Rethinking Kullback-Leibler Divergence in Knowledge Distillation for Large Language Models
Taiqiang Wu, Chaofan Tao, Jiahao Wang, Runming Yang, Zhe Zhao, Ngai, Wong

TL;DR
This paper challenges the traditional view of RKL and FKL divergences in LLM knowledge distillation, showing they share objectives and proposing an adaptive method that improves model performance and response diversity.
Contribution
It provides a theoretical and empirical analysis of RKL and FKL in LLM KD, revealing their similarities and differences, and introduces an adaptive divergence method that enhances distillation outcomes.
Findings
RKL and FKL share the same optimization objective after sufficient training.
RKL emphasizes distribution tails, FKL emphasizes the head initially.

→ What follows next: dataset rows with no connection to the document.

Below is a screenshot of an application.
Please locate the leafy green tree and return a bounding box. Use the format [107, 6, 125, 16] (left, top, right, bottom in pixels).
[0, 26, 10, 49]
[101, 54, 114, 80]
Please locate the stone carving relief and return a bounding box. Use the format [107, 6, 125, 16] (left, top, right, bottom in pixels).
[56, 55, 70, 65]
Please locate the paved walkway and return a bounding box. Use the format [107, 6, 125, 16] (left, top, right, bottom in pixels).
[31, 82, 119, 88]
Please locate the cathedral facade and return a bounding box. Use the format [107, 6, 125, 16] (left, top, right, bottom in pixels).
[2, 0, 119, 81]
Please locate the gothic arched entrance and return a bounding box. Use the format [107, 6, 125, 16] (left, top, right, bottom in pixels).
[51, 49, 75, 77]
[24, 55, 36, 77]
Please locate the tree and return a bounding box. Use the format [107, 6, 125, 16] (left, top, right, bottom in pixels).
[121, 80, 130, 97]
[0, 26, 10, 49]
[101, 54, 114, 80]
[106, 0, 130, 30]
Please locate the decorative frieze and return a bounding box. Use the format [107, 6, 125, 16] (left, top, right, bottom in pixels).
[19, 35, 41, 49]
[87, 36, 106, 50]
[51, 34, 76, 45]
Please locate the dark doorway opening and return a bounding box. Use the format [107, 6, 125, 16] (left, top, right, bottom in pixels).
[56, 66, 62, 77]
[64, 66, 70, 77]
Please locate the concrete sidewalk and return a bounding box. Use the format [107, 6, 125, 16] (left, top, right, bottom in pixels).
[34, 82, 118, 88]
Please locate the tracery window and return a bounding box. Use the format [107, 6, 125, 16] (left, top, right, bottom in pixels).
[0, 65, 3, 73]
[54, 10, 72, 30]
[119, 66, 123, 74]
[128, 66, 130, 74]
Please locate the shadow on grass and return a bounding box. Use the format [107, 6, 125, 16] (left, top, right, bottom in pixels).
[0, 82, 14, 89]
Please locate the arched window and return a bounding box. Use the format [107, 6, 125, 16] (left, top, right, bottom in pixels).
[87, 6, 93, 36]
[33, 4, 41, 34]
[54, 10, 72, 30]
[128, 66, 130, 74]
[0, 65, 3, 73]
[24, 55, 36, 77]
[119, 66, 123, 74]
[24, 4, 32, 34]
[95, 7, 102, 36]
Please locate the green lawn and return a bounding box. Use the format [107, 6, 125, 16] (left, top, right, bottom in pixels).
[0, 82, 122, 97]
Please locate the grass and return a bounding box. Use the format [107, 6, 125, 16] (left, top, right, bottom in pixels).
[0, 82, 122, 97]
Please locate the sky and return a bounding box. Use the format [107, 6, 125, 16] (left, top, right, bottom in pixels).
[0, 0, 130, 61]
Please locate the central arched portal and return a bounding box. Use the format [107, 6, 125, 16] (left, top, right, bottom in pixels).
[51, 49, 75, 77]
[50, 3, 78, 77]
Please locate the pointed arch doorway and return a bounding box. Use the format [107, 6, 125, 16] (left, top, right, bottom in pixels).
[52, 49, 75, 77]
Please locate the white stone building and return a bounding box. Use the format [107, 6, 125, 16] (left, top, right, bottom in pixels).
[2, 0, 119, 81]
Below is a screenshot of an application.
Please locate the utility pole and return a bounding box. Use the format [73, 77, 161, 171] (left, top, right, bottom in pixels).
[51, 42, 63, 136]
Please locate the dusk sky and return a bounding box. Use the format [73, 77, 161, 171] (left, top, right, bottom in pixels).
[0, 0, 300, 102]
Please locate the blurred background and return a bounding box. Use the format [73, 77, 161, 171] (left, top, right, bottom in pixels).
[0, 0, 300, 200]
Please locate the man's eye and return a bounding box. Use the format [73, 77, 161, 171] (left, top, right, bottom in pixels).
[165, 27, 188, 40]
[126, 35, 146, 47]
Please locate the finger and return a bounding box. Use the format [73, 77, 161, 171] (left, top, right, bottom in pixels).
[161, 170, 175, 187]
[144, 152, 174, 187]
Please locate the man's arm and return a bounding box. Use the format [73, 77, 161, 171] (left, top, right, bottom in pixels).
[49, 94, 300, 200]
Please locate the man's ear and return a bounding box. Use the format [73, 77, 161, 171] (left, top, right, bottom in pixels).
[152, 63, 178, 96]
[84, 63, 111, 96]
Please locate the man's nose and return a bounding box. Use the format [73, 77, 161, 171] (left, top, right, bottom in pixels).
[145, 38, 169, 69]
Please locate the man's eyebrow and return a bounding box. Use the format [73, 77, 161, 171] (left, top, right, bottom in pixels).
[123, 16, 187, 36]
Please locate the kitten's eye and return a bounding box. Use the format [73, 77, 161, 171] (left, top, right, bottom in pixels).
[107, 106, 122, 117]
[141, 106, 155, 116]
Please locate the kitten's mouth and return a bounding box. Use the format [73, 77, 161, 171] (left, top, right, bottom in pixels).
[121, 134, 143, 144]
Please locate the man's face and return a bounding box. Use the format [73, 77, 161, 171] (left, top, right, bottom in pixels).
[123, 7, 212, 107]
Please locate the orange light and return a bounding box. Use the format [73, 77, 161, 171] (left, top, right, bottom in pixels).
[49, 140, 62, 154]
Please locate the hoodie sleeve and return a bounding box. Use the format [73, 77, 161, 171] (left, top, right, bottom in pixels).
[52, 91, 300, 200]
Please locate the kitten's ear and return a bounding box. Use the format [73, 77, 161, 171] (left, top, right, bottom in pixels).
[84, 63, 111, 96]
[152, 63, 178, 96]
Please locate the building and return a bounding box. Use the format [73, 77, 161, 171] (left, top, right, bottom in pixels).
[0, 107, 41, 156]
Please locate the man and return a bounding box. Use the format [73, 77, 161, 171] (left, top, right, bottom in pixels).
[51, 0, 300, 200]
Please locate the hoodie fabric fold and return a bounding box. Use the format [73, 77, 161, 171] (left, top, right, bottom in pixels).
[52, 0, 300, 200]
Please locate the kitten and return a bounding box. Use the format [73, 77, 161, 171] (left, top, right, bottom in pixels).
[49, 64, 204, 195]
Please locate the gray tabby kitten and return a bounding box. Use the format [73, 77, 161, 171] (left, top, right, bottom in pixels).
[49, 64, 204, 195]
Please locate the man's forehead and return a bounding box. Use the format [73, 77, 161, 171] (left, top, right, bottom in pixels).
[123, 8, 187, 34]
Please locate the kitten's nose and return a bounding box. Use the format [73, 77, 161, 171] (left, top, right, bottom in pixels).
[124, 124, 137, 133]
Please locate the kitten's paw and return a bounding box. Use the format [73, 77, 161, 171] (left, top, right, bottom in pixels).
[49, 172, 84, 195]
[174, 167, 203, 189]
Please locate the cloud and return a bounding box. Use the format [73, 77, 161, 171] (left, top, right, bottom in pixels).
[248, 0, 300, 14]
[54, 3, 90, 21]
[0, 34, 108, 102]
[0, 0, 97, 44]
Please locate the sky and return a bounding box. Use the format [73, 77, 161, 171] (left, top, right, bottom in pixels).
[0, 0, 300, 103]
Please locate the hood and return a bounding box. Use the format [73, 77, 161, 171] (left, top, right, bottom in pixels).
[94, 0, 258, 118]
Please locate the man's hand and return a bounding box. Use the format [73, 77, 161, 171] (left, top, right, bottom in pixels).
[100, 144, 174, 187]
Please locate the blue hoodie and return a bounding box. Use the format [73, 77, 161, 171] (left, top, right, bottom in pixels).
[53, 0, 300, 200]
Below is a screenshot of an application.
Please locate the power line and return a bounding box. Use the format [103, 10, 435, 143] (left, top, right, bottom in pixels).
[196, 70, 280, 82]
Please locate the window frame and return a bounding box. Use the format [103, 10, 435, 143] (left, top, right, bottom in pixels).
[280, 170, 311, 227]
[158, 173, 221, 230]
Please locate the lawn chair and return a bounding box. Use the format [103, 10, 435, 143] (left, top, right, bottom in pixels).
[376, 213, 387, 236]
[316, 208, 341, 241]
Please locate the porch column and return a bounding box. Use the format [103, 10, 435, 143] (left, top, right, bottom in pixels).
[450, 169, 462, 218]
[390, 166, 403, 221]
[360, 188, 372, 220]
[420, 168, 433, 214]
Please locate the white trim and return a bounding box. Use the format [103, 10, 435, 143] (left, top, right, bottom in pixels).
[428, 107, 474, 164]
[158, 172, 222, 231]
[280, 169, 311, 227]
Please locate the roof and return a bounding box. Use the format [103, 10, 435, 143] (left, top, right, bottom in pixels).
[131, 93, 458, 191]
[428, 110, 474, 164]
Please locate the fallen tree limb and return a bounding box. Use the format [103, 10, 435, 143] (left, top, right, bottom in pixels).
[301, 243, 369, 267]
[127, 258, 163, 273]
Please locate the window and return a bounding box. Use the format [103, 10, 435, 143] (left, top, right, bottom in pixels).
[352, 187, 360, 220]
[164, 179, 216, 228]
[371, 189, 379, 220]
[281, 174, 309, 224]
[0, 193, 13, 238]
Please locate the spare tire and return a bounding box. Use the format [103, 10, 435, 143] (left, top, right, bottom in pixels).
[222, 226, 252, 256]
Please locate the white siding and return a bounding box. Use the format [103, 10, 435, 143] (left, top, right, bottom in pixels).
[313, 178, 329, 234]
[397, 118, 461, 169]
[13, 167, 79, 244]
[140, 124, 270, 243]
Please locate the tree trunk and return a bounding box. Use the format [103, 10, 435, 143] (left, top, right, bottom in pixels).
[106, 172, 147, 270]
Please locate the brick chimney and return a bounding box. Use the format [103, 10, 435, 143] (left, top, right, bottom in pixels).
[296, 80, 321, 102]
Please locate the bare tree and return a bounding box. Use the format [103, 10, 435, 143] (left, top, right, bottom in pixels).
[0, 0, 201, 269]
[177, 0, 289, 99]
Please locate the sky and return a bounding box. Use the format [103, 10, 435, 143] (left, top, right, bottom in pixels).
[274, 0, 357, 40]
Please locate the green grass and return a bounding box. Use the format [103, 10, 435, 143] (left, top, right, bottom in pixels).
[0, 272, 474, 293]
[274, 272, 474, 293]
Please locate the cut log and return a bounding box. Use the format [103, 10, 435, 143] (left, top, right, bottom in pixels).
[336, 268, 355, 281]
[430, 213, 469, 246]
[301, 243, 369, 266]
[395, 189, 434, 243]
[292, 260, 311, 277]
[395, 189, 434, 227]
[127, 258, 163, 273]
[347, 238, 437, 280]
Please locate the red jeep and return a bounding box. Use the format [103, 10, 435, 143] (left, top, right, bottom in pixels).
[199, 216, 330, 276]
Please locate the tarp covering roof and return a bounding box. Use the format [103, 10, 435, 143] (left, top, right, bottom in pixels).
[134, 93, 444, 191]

Adaptive Kullback-Leibler (AKL) improves task performance and response diversity.
Abstract
Kullback-Leiber divergence has been widely used in Knowledge Distillation (KD) to compress Large Language Models (LLMs). Contrary to prior assertions that reverse Kullback-Leibler (RKL) divergence is mode-seeking and thus preferable over the mean-seeking forward Kullback-Leibler (FKL) divergence, this study empirically and theoretically demonstrates that neither mode-seeking nor mean-seeking properties manifest in KD for LLMs. Instead, RKL and FKL are found to share the same optimization objective and both converge after a sufficient number of epochs. However, due to practical constraints, LLMs are seldom trained for such an extensive number of epochs. Meanwhile, we further find that RKL focuses on the tail part of the distributions, while FKL focuses on the head part at the beginning epochs. Consequently, we propose a simple yet effective Adaptive Kullback-Leiber (AKL) divergence…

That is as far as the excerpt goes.